I am a giant next to Sister M, not that she actually sees my body as a contiguous object: she sees my head, hands/arms and legs as all separate phenomena. For instance, when I am sitting on the bed, she will run over my legs as if they are part of the bed/terrain. I have had the same experience with squirrels. While she is used to the separate parts of me, for instance, my gerbil-sized hands in her cage giving her food and my gigantic head looming over her to land a kiss on her tiny body (neither of which seem to intimidate her at all), my body moving around her space can disturb her if it is unexpected. If I suddenly appear, or if I accidentally loom up from below her cage (like prey) or if I raise my arms (like a bird), she gets scared and disappears into her burrow. So, she is used to me on one level (close up where she can smell me and check out the signs that, to her, make up my body), but not if I behave in any way like potential prey. Even though she has probably never seen any potential prey in her short life, she is hard-wired to react in this way.
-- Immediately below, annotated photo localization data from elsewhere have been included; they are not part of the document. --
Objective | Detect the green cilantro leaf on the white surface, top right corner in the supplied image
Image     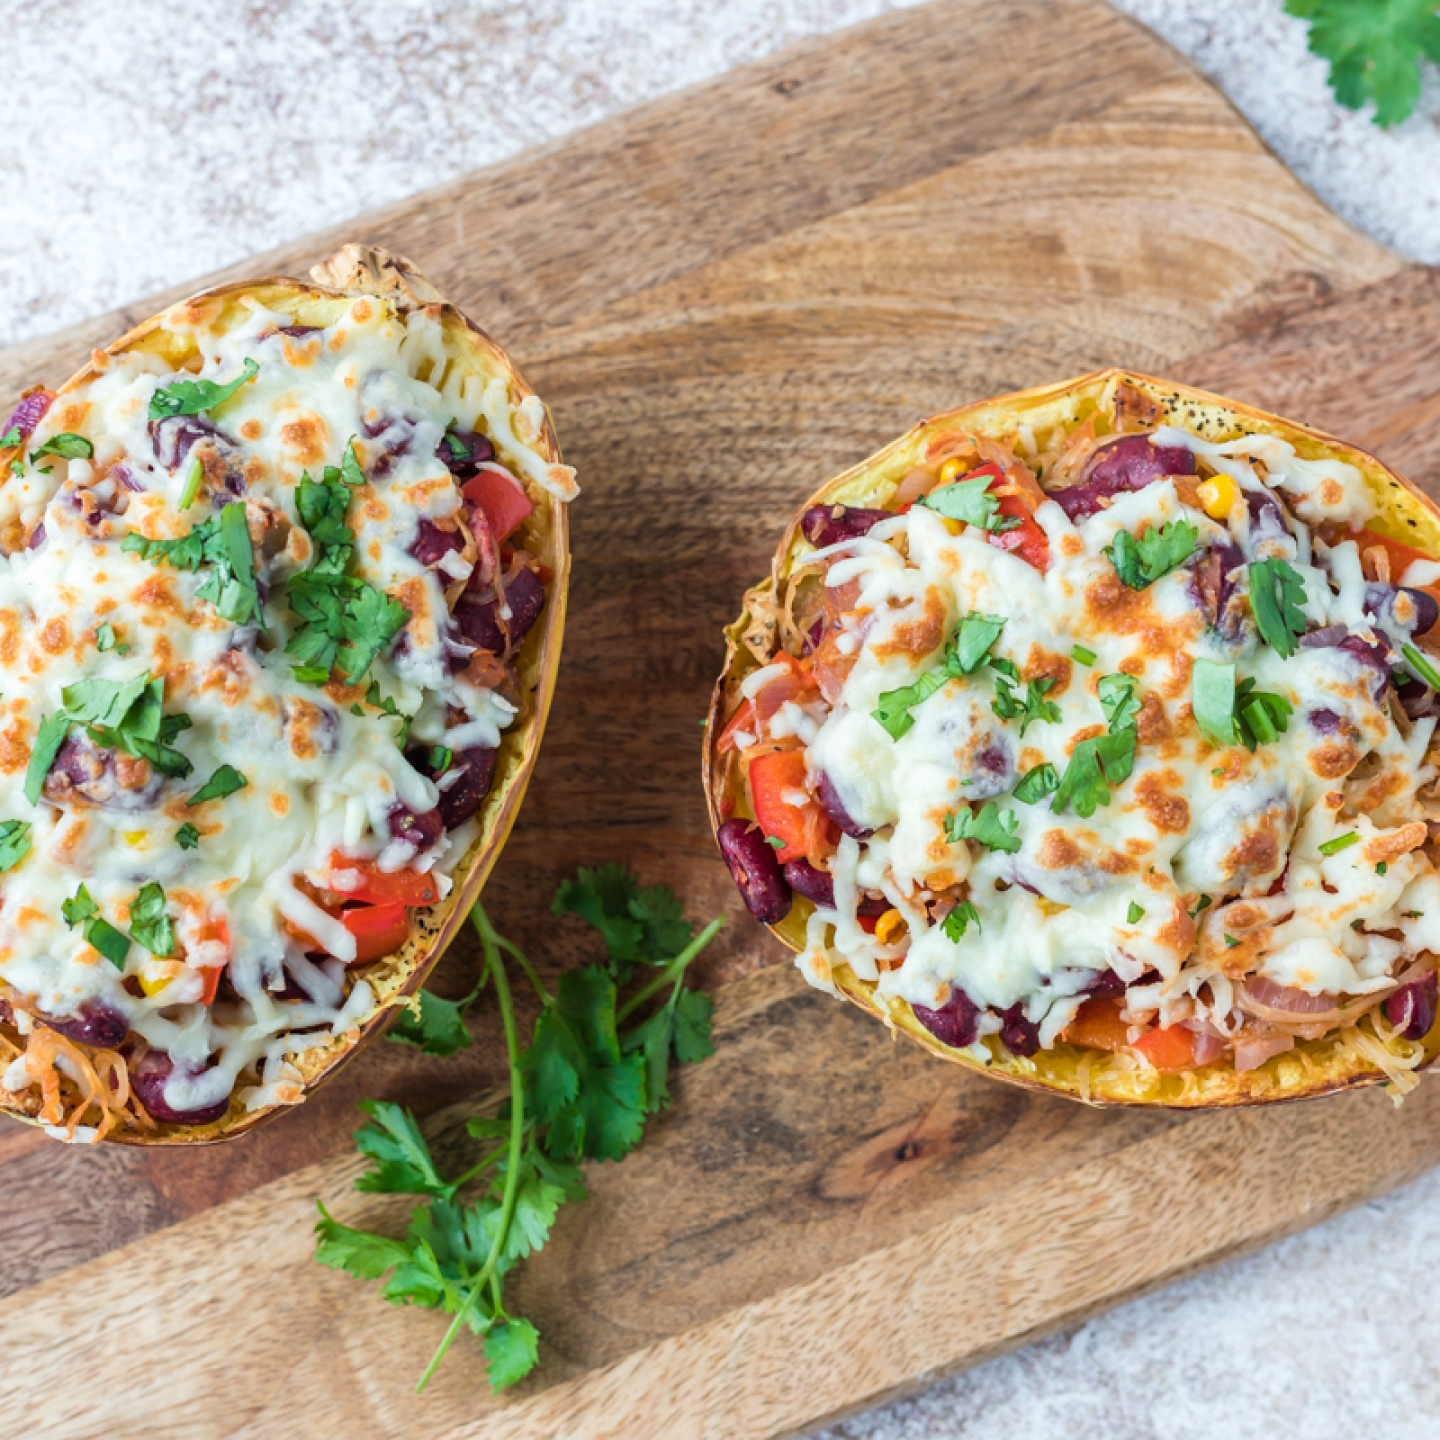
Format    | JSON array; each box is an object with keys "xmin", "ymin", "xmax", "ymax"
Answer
[{"xmin": 1284, "ymin": 0, "xmax": 1440, "ymax": 130}]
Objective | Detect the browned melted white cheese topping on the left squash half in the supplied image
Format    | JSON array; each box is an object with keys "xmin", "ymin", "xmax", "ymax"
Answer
[{"xmin": 0, "ymin": 298, "xmax": 573, "ymax": 1110}]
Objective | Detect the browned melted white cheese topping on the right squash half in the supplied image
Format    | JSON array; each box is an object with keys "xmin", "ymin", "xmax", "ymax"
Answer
[{"xmin": 789, "ymin": 429, "xmax": 1440, "ymax": 1058}]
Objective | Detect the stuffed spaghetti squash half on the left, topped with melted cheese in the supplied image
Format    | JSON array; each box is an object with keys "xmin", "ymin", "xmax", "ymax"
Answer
[{"xmin": 0, "ymin": 245, "xmax": 576, "ymax": 1143}]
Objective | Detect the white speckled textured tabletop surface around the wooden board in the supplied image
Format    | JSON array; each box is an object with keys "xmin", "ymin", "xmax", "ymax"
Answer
[{"xmin": 0, "ymin": 0, "xmax": 1440, "ymax": 1440}]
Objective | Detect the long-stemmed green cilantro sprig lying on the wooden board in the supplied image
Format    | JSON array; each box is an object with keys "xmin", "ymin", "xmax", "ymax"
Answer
[{"xmin": 315, "ymin": 865, "xmax": 720, "ymax": 1391}]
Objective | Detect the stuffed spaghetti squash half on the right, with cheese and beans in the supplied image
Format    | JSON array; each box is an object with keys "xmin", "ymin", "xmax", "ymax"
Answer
[{"xmin": 706, "ymin": 372, "xmax": 1440, "ymax": 1107}]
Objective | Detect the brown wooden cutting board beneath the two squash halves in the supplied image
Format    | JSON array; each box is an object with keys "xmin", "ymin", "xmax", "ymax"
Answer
[{"xmin": 0, "ymin": 0, "xmax": 1440, "ymax": 1440}]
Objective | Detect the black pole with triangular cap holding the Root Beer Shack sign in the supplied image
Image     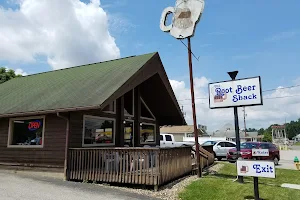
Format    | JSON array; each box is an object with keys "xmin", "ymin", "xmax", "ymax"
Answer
[{"xmin": 228, "ymin": 71, "xmax": 244, "ymax": 183}]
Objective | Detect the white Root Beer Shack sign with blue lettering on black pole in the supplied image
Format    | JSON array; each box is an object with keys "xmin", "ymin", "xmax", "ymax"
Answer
[{"xmin": 209, "ymin": 77, "xmax": 263, "ymax": 108}]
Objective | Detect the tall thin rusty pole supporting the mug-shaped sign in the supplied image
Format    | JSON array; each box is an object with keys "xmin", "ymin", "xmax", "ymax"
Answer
[{"xmin": 188, "ymin": 37, "xmax": 202, "ymax": 178}]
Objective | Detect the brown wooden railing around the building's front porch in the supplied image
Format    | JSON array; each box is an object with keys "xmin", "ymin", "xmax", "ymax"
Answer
[{"xmin": 67, "ymin": 147, "xmax": 209, "ymax": 186}]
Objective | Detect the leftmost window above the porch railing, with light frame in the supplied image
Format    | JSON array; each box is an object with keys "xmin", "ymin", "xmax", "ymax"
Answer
[{"xmin": 83, "ymin": 116, "xmax": 115, "ymax": 146}]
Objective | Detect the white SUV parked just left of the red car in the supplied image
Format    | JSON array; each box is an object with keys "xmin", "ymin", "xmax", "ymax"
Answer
[{"xmin": 202, "ymin": 140, "xmax": 236, "ymax": 160}]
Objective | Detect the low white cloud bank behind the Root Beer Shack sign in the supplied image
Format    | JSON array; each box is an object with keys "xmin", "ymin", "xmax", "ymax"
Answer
[{"xmin": 170, "ymin": 77, "xmax": 300, "ymax": 131}]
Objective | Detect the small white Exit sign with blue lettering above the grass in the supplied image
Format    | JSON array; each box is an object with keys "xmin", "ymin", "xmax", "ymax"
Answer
[{"xmin": 237, "ymin": 160, "xmax": 275, "ymax": 178}]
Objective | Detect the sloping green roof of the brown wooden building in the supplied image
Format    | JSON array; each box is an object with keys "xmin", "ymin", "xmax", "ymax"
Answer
[{"xmin": 0, "ymin": 53, "xmax": 155, "ymax": 116}]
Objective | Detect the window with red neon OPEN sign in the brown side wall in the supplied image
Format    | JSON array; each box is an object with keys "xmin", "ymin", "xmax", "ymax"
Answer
[{"xmin": 8, "ymin": 116, "xmax": 45, "ymax": 147}]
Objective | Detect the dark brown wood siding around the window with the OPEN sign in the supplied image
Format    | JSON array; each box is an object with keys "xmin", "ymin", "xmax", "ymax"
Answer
[{"xmin": 0, "ymin": 114, "xmax": 67, "ymax": 167}]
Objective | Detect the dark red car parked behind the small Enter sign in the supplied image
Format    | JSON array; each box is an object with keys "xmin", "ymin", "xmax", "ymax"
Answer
[{"xmin": 227, "ymin": 142, "xmax": 280, "ymax": 165}]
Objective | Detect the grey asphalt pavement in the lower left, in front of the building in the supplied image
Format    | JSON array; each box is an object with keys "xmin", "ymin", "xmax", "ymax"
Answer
[{"xmin": 0, "ymin": 170, "xmax": 155, "ymax": 200}]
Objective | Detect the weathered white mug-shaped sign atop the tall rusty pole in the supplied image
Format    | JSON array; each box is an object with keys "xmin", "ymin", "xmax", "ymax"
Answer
[{"xmin": 160, "ymin": 0, "xmax": 204, "ymax": 39}]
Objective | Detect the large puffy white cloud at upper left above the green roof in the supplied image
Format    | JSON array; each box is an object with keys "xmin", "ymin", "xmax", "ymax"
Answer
[{"xmin": 0, "ymin": 0, "xmax": 120, "ymax": 69}]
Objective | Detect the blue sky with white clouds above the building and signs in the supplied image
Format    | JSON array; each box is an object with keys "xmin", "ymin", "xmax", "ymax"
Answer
[{"xmin": 0, "ymin": 0, "xmax": 300, "ymax": 131}]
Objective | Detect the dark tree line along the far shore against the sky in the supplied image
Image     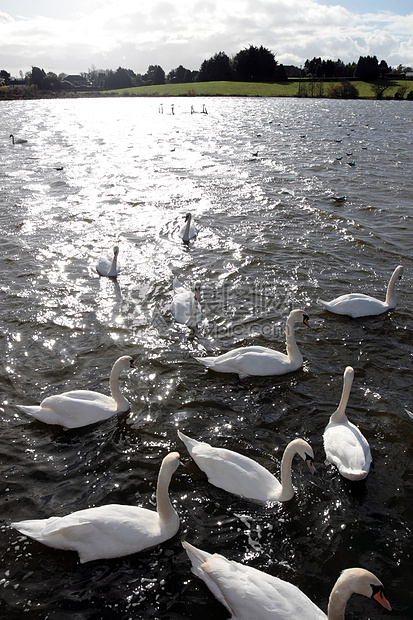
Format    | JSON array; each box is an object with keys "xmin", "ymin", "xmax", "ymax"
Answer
[{"xmin": 0, "ymin": 45, "xmax": 411, "ymax": 91}]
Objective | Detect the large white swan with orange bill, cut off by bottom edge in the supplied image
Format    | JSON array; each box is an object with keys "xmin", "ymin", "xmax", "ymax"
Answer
[{"xmin": 182, "ymin": 541, "xmax": 391, "ymax": 620}]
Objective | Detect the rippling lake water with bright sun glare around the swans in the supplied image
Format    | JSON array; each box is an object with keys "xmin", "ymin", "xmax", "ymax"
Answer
[{"xmin": 0, "ymin": 98, "xmax": 413, "ymax": 620}]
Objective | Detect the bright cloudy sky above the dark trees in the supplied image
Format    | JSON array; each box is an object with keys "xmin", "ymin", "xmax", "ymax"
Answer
[{"xmin": 0, "ymin": 0, "xmax": 413, "ymax": 76}]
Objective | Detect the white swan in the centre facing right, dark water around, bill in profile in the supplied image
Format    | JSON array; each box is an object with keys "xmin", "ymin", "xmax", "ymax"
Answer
[{"xmin": 195, "ymin": 310, "xmax": 310, "ymax": 379}]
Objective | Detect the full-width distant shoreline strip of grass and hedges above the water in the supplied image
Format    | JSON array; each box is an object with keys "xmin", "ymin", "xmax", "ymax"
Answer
[{"xmin": 0, "ymin": 78, "xmax": 413, "ymax": 101}]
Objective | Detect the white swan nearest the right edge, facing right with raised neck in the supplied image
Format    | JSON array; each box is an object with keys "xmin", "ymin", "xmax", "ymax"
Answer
[{"xmin": 318, "ymin": 265, "xmax": 403, "ymax": 319}]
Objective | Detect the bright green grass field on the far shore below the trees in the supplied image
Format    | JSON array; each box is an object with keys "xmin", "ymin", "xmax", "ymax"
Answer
[{"xmin": 101, "ymin": 80, "xmax": 413, "ymax": 99}]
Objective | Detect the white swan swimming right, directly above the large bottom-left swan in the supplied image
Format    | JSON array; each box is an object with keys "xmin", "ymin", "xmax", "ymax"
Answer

While I cannot technically become smaller. I can address my behavior so as to fit into her environment in such a way where I appear less perceptible to her in any threatening way. This comes through experience from living with her, educating myself about her and altering my behaviour where necessary. Becoming-small enables me to move into her space and creates a conducive environment for her to move into mine, so that we can have a more symbiotic relationship. We both become changed – hopefully for the better of us both - through my becoming-small.

Please click here for: Part 3: Becoming-furry

Here’s a short clip of Jacques Derrida talking about violence and the human/animal dichotomy:
Jacques Derrida And The Question Of ‘The Animal’

And there’s a book about deconstruction and animals that you may find interesting:
The Animal Question in Deconstruction

Bibliography:
Deleuze, Gilles and Guattari, Felix. 2007. A Thousand Plateaus: Capitalism and Schizophrenia. Trans. by Brian Massumi (London and New York: Continuum).